For as long as we've had adverts on the web, there have been ways to get around them - most browsers have pop-up blockers built in to stop the most annoying, and there are plenty of ad blockers out there that will save you from having to look at another ad again. You can even replace banner ads with works of art should you be so inclined.

Ad blockers have prompted some debate around the ethics of using a device which reduces the revenues that fund the content being consumed. Some regard this as equivalent to theft, with some content owners implementing technical solutions to block the ad-blockers.

Anyhow, all of this got me thinking (dangerous I know), about what else you could do with adverts. If you can block the adverts, then the same technology would easily allow you to replace the adverts with something else - say other adverts. In one fell swoop you could own all of the best ad spots across the net.

Let’s think what you’d need to do to make this work as a business. There are two sides that we need to think about - how do we get advertisers, and how do we get consumers to view the ads.

Advertisers
This would probably require you to set up your own ad network, since it’s likely that once the existing ad networks got wind of what you were doing, they’d been unlikely to co-operate with you and canabilise their own trade. Of course if you were successful enough they’d have little choice but to work with you.

Consumers
So why on earth would consumers download an ad-blocker that just replaced adverts with other adverts. Well, possibly you could make this work if you could make the ads more relevant to them (by collecting profile data), but it’s unlikely that you could make adverts so focussed that consumers would be willing to go to all that trouble. You could offer to split the revenue from the ads with them - i.e. pay them to use your ad-blocker, but I doubt you’d get enough people to do this to make a worthwhile business out of it. Not to mention that people willing to do that would probably also be willing to install another ad-blocker over yours.

Okay, so a browser add-on probably won’t do it. We could move one step up the chain and produce our own browser, but this would then require us to produce a browser which is better than all the others which could be a little tricky.

So, no plugins, no building your own browser, well then I guess then we need to move further down that tech stack, and take a look at ISPs. If you ran an ISP (or partnered with one), you could easily catch ads at source and replace them.

Voila, all we need to do is build our own ISP and we’re done. Depending on the ad revenue, you could offer your customers free or at least discounted internet access.

Retaliation
Unfortunately there’s one more roadblock along the way. Google is one of the larger ad networks and also the de facto gateway to the internet.

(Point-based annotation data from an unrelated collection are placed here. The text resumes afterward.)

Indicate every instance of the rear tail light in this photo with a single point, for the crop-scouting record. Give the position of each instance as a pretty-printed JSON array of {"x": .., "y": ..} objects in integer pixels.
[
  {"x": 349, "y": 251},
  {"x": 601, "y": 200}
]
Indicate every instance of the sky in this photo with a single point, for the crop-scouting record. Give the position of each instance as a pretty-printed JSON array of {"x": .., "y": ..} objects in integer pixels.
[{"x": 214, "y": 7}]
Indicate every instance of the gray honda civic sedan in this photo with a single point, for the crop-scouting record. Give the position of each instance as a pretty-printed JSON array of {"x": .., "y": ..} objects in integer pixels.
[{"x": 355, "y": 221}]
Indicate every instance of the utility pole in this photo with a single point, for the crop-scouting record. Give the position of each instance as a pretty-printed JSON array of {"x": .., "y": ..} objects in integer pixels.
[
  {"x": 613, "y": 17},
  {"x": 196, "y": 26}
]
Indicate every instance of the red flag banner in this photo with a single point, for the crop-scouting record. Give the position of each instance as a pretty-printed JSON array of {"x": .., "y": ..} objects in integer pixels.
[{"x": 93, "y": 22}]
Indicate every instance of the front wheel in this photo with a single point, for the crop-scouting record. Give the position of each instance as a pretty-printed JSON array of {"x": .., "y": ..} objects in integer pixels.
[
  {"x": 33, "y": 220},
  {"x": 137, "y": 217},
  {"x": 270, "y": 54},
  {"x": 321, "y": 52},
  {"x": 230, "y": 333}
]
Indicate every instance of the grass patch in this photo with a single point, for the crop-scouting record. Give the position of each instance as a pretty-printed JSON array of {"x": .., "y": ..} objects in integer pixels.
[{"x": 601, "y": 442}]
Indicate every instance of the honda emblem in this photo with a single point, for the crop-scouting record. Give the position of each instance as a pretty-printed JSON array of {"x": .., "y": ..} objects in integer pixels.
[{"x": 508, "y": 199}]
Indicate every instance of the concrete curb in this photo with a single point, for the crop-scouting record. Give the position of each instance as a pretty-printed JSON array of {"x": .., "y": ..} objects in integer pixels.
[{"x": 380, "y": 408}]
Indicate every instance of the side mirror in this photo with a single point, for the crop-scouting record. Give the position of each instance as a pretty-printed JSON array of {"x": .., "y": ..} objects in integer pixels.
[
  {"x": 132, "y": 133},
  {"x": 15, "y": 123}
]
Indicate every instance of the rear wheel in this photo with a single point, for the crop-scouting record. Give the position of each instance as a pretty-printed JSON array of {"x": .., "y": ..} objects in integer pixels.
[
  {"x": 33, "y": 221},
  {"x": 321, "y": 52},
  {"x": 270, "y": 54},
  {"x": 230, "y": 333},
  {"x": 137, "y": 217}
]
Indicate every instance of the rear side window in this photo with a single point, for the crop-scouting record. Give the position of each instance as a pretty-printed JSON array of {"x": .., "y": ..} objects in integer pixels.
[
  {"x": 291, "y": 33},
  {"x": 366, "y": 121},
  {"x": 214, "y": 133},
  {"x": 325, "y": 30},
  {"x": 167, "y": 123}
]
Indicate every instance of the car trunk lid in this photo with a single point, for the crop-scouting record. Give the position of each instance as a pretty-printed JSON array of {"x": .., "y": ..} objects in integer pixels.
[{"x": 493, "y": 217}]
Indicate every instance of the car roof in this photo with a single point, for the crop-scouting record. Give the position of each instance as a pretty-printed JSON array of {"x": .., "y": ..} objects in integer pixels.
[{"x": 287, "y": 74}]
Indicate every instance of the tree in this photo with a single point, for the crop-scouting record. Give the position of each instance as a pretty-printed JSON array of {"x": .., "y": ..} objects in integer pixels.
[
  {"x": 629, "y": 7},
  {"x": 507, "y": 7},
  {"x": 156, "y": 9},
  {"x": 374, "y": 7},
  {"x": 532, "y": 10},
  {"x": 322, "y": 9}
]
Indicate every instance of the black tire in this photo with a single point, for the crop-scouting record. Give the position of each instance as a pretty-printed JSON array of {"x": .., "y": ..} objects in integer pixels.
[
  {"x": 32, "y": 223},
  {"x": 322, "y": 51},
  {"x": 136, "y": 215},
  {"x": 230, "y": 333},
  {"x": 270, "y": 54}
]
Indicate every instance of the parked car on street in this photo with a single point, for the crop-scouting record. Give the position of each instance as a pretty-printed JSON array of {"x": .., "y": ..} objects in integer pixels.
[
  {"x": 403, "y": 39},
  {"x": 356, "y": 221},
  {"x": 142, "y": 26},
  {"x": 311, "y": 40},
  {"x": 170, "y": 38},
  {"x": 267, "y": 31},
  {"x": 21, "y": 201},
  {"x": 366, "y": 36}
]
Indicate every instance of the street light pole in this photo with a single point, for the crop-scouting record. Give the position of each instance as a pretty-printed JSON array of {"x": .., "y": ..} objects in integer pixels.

They probably won’t take too kindly to you replacing all the adwords text ads with your own and could easily retaliate by just blocking your ISP. I’m guessing an ISP without google is an ISP that won’t attract many customers. So at the very least, you’d couldn’t block their ads.

Like the ad-blocker-blockers, individual publishers could block your users from their content too, and this is probably the biggest unknown. Would enough of them bother to do so to cause you to lose customers?

Legality
I’m not sure if you’d run into legal problems with this idea. Effectively you’re making money from other people’s content, but one could argue (as Rupert Murdoch does) that google does exactly that too.